I’ve always loved historical fiction. I think what started me on the kick was Edward Eager’s Half-Magic, one of the first “real” books I read as a kid. In it, the characters referred frequently to Ivanhoe. A few years later, I stumbled on Sir Walter Scott’s classic in our junior high school library and couldn’t wait to read it for myself. I followed this up with some of Scott’s other novels, then The Three Musketeers and its sequels, and later on, stories about Tudor queens: Mary Queen of Scots, Elizabeth I, and the hapless wives of King Henry VIII.

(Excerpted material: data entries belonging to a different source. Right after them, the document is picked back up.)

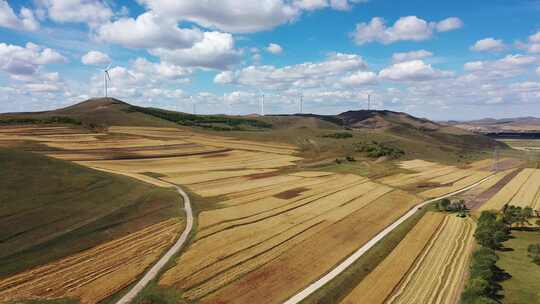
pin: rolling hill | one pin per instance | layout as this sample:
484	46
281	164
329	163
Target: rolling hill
491	125
417	137
50	208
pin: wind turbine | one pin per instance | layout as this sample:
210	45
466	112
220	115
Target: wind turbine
194	105
301	103
228	103
106	78
262	104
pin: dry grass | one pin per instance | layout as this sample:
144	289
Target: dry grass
308	259
380	283
509	191
439	271
94	274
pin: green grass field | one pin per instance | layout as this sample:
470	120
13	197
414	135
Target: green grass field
51	208
524	285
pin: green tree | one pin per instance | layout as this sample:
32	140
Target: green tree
443	204
534	253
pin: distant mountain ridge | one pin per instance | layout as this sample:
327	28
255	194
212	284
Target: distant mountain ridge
493	125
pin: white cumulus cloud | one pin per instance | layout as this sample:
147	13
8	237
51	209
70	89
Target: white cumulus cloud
405	28
449	24
95	57
304	75
359	78
274	48
415	70
488	45
216	51
24	21
92	12
24	61
148	30
408	56
242	16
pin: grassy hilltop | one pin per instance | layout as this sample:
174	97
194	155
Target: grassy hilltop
51	208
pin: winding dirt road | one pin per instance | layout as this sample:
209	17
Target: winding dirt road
153	272
303	294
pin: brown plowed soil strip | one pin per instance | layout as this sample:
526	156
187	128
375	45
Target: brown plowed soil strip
129	156
291	193
96	273
262	175
487	194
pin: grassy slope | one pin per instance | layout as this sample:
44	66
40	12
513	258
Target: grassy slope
524	286
51	208
102	112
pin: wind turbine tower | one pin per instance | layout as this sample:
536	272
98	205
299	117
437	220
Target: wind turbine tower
106	78
194	105
301	103
228	103
262	104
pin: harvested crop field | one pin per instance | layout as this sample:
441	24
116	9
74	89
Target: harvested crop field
432	180
428	265
523	190
262	246
97	273
272	233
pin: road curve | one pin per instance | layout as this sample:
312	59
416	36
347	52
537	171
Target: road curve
152	273
300	296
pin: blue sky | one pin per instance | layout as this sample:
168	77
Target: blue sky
435	59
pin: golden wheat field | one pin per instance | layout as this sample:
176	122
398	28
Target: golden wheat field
272	232
430	180
523	190
428	265
97	273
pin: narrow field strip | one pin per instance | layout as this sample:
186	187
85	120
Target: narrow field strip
441	268
97	273
230	241
380	283
506	194
276	281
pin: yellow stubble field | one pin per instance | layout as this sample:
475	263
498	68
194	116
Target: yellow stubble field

More recently, I’ve become enamored of historical mysteries. Colleagues at work introduced me to Sharan Newman‘s wonderful medieval series set in twelfth-century France, featuring Catherine LeVendeur, bookish daughter of a Parisian merchant. I discovered Barbara Hambly‘s A Free Man of Color and learned about the free black men and women who lived in New Orleans in the early nineteenth century, a fascinating culture I’d not known even existed. A new fave is Jeri Westerson‘s Crispin Guest series that takes place in Chaucer’s England, its hero a delightful mix of Philip Marlowe and Errol Flynn.
There’s room for all kinds here, all sorts of tones and moods, from romps through the desert with Elizabeth Peters‘ indomitable Amelia Peabody to the more somber hues of a trip through ancient Rome escorted by Steven Saylor‘s Gordianus the Finder.
I love these books because I love fiction that takes me to new places, to times that are so unlike our own. Yet the human element remains the same from age to age, and it’s endlessly intriguing to see how those who lived in other centuries had to deal with the universals that we all face: finding love, making a living, dealing with times of crisis.
What are your favorite historical novels? I’d love to add them to my list.